Falando em impressionante, temos belos desenhos à mão sempre bem animados, como os dois títulos anteriores, Jotun e Sundered. Para quem ainda não conhece, este estúdio sempre fez arte desse tipo e a riqueza de detalhes sempre foi de cair o queixo, com a intenção de marcar com muita qualidade a memória dos jogadores. Em Spiritfarer, eles capricharam. Às vezes, uma simples pescaria à tarde mostra um belo pôr do sol, ou quando chove e temos uma bela noite estrelada. Isso, somado aos efeitos especiais e trilha sonora, faz com que o título mereça uma nota no mínimo 10 nestes quesitos.

Os comandos funcionam bem e você não vai encontrar nenhum bug atrapalhando sua movimentação, seja no barco ou explorando as ilhas atrás de gente complicada para ajudar. O maior incômodo é o ajuste da câmera, que às vezes abre um zoom desnecessário ou não enquadra adequadamente, escondendo partes dos balões de texto. Fora isso, tudo funciona corretamente e existem muitas configurações, evoluções, variações e mini-games para se divertir enquanto constrói sua história como uma barqueira carismática, diferente do anterior.

Se fosse para opinar em melhorias, seria bom ter mais configurações da personagem Stella, nem que fosse somente alteração de cores, ou contagem de dias, e se possível, que a parte de tocar violão para as plantas fosse menor. Fora isso, podemos dizer que esta é mais uma obra-prima criada para impressionar e marcar as pessoas, com aventuras que fazem pensar e emocionar, servindo de analogia para como lidar com elas e superar as despedidas inevitáveis da vida.

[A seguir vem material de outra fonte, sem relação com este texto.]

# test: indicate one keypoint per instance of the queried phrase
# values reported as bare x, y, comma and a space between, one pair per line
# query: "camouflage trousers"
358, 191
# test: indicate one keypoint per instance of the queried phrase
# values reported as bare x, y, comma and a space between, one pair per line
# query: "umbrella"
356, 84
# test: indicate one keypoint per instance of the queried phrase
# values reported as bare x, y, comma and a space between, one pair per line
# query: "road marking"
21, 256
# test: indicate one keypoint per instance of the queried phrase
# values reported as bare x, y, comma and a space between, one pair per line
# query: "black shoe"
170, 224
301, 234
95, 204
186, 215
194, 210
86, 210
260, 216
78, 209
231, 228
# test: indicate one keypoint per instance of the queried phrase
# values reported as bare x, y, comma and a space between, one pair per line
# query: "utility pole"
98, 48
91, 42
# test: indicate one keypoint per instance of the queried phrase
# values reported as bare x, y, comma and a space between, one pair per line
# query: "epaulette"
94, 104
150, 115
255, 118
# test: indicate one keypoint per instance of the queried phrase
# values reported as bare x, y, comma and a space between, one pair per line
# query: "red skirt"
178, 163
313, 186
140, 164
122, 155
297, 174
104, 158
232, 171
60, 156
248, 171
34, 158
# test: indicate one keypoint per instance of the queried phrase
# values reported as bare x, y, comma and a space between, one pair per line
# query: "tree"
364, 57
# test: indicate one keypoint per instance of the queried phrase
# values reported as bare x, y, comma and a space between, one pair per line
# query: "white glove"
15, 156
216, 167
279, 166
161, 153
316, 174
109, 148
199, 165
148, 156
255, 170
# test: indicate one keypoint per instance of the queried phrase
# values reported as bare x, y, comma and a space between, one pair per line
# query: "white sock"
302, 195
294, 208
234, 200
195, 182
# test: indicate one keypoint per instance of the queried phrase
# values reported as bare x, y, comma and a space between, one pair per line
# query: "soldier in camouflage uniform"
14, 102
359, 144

Corra, salte duplamente, plane, converse, cozinhe, plante, toque uma música, colha, compre, venda, desafie raios, águas-vivas, dragões, decepções, mentiras sociais, funda metais, serre árvores, pesque, sorria, e no final, abrace. A vida atarefada de Stella mais parece uma punição, mas não passa de uma referência à nossa, para quem batalha, corre atrás, sofre, resolve problemas e se permite agradar e abraçar, com coragem e determinação, para fazer a diferença na vida de quem gostamos antes da inevitável despedida. Quem não se satisfez em vida consegue outra chance se o Spiritfarer fizer a diferença, para não se ficar preso no Limbo.

Claro que a intenção dos criadores não foi dar lição de moral ou pagar de coach da felicidade para quem acredita que o universo conspira ao seu favor, e sim, mostrar que existe todo tipo de gente. As imagens de animais facilitam a comunicação e reduzem o ruído no entendimento mais simples e óbvio possível, que já existia em uma antiga canção que diz: “todo mundo se machuca, todo mundo chora”.

O jogo foi testado no PC, em cópia cedida pela Thunder Lotus Games.